The practice has already attracted scrutiny from gambling authorities in the US and Europe. This year Belgian authorities declared some loot box systems to be illegal gambling and compelled major game developers to remove such features in games sold in the country. It recently threatened Electronic Arts, one of the world’s biggest game developers, with criminal prosecution for failing to remove loot boxes from Fifa 19.
This week the Gambling Policy Division of the Irish Department of Justice, along with authorities from 14 other countries, signed a declaration voicing concern about video game gambling and comparing it to other forms of online gambling such as online poker.
“Our authorities are committed to the objectives of their public policies with regard to consumer protection, prevention of problem gambling and ensuring the safety of underage persons,” stated the declaration, which was signed at a meeting of the Gaming Regulators European Forum.
“We are increasingly concerned with the risks being posed by the blurring of lines between gambling and other forms of digital entertainment such as video gaming.”
As well as loot boxes the document expresses concern about “skin betting” (third-party sites which allow gamers to bet against each other using items from games) and gambling themed content in games, for example, the presence of casinos or slot machines in the game world.
The Government committed to help analyse the characteristics of video games to ensure they are compliant with Irish gambling law.

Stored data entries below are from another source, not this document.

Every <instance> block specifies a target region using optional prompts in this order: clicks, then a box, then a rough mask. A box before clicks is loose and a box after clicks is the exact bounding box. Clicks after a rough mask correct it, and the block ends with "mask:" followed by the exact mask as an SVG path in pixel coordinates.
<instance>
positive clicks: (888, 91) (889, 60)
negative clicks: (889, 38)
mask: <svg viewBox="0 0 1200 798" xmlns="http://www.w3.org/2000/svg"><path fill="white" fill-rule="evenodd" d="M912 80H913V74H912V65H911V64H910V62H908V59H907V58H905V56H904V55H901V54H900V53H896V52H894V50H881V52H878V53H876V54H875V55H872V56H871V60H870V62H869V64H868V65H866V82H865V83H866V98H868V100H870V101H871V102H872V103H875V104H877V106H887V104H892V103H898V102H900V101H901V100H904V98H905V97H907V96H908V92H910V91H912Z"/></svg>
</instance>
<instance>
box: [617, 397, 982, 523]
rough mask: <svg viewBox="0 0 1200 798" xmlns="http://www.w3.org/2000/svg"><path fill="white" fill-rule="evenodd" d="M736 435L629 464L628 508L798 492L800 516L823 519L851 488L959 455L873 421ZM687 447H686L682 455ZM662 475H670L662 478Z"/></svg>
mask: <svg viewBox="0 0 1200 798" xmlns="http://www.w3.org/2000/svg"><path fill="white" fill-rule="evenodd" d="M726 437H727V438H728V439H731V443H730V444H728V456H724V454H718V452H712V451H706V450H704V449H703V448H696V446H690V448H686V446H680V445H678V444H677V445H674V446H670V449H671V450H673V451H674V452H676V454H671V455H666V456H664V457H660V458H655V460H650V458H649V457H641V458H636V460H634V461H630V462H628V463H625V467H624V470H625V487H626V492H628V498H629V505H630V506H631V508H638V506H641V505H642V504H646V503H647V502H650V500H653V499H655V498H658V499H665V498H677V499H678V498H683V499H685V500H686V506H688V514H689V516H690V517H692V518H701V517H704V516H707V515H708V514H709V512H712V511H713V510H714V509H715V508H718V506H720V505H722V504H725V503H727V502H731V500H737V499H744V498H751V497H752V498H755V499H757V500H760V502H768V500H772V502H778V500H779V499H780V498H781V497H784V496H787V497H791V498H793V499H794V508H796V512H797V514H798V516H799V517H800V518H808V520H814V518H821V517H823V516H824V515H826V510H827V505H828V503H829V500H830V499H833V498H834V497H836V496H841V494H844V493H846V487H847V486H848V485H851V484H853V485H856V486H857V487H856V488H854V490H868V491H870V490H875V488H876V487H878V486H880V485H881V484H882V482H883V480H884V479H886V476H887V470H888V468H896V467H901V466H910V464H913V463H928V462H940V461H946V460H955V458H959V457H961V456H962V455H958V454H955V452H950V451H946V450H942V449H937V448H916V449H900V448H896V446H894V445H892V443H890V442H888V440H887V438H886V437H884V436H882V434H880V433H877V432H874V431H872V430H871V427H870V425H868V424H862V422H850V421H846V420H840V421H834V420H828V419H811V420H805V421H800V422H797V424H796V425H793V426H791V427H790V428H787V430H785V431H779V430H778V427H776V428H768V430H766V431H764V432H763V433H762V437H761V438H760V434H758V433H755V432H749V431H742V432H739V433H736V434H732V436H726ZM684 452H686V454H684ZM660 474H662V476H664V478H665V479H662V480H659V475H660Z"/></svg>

It said it will also work closely with consumer protection authorities to protect customers.
“We anticipate that it will be in the interest of these companies whose platforms or games are prompting concern, to engage with [gambling] regulatory authorities to develop possible solutions,” the agreement stated.
A Department of Justice spokesman said the Government was happy to support the declaration.
“To offer gambling products in Ireland, a licence is required under either the Betting Acts 1931-2015 or the Gaming and Lotteries Act 1956. The Revenue Commissioners are the responsible licensing authority under both Acts.”
He said gambling regulation is currently being revamped to deal with “the modern Irish gambling environment”. This includes the establishment of an independent gambling regulator.
“Such a body would be best placed to conduct the complex range of licensing, regulating, monitoring, inspecting and enforcement tasks etc, of the growing gambling industry in all of its facets. The development of an independent regulatory approach would also mirror the approach now taken in most EU member states and beyond.”
The founder of Problem Gambling Ireland, Barry Grant, said he is “delighted” the Government has signed the declaration.
He pointed to a recent large scale study of the issue by the University of York which found strong links between problem gambling and loot boxes.
“These are games that are played by young kids and are extremely popular.” He said such games could be a gateway to more traditional forms of gambling for children.